Fame nervosa, cosa fare? Il metodo Mindful Eating può aiutare a ridurre un bisogno di cibo che deriva da una gamma di emozioni forti o stress.

La fame nervosa è un sintomo di rapporto alterato con il cibo. © Ion Chiosea /123RF

Circa il 50-60% della popolazione presenta un alterato rapporto con il cibo, caratterizzato spesso da “fame nervosa”, che porta a mangiare quando si provano emozioni come rabbia o tristezza oppure stati negativi come solitudine o stress. Ma cosa fare per la fame nervosa? Come eliminarla e curarla?

Fame nervosa, rimedi naturali: la mindful eating

La mindful eating (in Italiano: “alimentazione consapevole”) consiste in un approccio al cibo basato sulla consapevolezza. Ideato nel 1999 dalla professoressa di psicologia Jean Kristeller, il protocollo di mindful eating, viene utilizzato con successo in tutto il mondo.
La pratica di questa tecnica consente di comprendere (meglio) e accettare le proprie emozioni, senza sfogarle nel cibo. L’alimentazione consapevole permette inoltre di mangiare senza sentirsi in colpa, con maggiore soddisfazione e quindi assumere meno cibo.

Mindful eating: come funziona?

Per praticare mindful eating occorre rivolgersi ad un professionista, ossia uno psicologo che ha seguito un corso certificato per utilizzare questa tecnica. Il corso di mindful eating, gestito dal professionista, prevede 9 incontri della durata di due ore circa ed è rivolto a singoli oppure a piccoli gruppi di massimo 10 partecipanti.

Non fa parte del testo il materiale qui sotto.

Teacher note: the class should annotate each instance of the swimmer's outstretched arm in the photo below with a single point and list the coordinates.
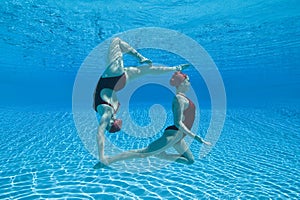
(178, 116)
(119, 47)
(135, 72)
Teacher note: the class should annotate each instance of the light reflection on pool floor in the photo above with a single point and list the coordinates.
(257, 156)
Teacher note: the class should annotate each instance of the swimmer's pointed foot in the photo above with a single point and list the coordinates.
(100, 165)
(182, 67)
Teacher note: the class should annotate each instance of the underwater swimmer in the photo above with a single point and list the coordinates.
(173, 136)
(114, 79)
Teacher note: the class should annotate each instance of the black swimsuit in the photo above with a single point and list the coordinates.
(114, 83)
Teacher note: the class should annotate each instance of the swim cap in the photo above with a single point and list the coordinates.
(177, 78)
(116, 126)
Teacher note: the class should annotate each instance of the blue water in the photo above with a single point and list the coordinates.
(254, 44)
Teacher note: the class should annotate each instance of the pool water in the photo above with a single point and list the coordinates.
(256, 48)
(256, 157)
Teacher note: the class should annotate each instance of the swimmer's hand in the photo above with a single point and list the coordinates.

Ogni incontro è composto da piacevoli esercizi di alimentazione consapevole, breve pratica meditativa e libera discussione sul tema dell’incontro. Il professionista fornisce ai partecipanti le informazioni e i materiali utili per praticare mindful eating a casa, consolidandone gli effetti benefici nella vita di tutti i giorni.

A chi si rivolge la mindful eating?

Ricerche scientifiche mostrano l’efficacia della mindful eating in persone che presentano bulimia nervosa, disturbo da alimentazione incontrollata ed in generale fame nervosa. Chi segue una dieta senza successo potrà trovare nell’alimentazione consapevole un nuovo modo di mangiare, basato non sulla riduzione della quantità del cibo oppure sull’eliminazione di alcuni cibi, come nelle diete ipocaloriche, ma sulla consapevole piacevolezza del mangiare.